According to Peralta, “Santa Rita was rediscovered and brought to the world. Today, in contrast to the past, it’s a pure place with anthropological value, where its inhabitants live from the trees and what they produce.”

Ever Flavorful Comparisons
A few days after the cacao adventure in the Amazon jungle, I went to a formal chocolate tasting at Cafelibro, a place that’s emblematic of Ecuadoran bohemian culture. The tasting offered chocolate in bars, drops and powders. I tried eight varieties: Esmeraldas, Raw 70%, Piura, Sal, Cedrón, Maracuyá, Guayusa and Rosa.
It’s a unique cultural and very educational experience, during which you learn a lot in a short time. The tasting invovles all of the senses: you have to see, smell, touch and savor every chocolate attentively. And even listen to it. Like a toast, in which the glasses clinking together make a noise, with chocolate you have to listen to the sound when you bite it, and savor the sensation.

Food of the Gods

Cacao has origins in the Amazon, and arrived to what is today the South of Mexico on commercial routes established by different aboriginal civilizations.
Cacao’s scientific name is Theobroma cacao: In Greek, Theobroma means “food of the gods,” and “cacao” comes from náhuatl, the Aztec language.
The myth that cacao is an aphrodesiac has existed since antiquity. Studies show that this could be associated with chocolate’s chemical structure, which is similar to that of Cannabis.
From cholocate’s millennial history, perhaps what is most notable is its financial importance. Some records of the discovery of America report that cacao seeds coudl be used to buy anything from rabbits to slaves.
Hernán Cortés, in a 1520 letter to King Carlos V, wrote that his troops could not get supplies or arms because they lacked cacao seeds. So he asked Moctezuma for land in which to plant cacao.

Chocolate Tourism

San Lorenzo de Vinces
This historic city in the province of Los Ríos marked the beginning of the Cacao Route in 1600.
Hacienda Las Cañas                                                          
A grand historic ranch on which to see the harvest, have lunch and enjoy folkloric music and dance.
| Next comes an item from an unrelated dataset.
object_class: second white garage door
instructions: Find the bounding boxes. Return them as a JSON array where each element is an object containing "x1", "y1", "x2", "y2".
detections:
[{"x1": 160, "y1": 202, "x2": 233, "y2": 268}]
Located in Puerto Inca (One hour from Guayaquil).                                    
Hotel-Spa El Señor de los Caballos                              
Very close to the cacao plantations, in San Lorenzo de Vinces, also the site of fresh water beaches and bird watching.                                        
Huasquila Amazon Lodge                                              
In Cotundo, Napo, one of the more populated centers of the colorful Kichwa community.  
Pacari Cacao and Chocolate Tour
All-day tour in Santa Rita that leaves from Quito.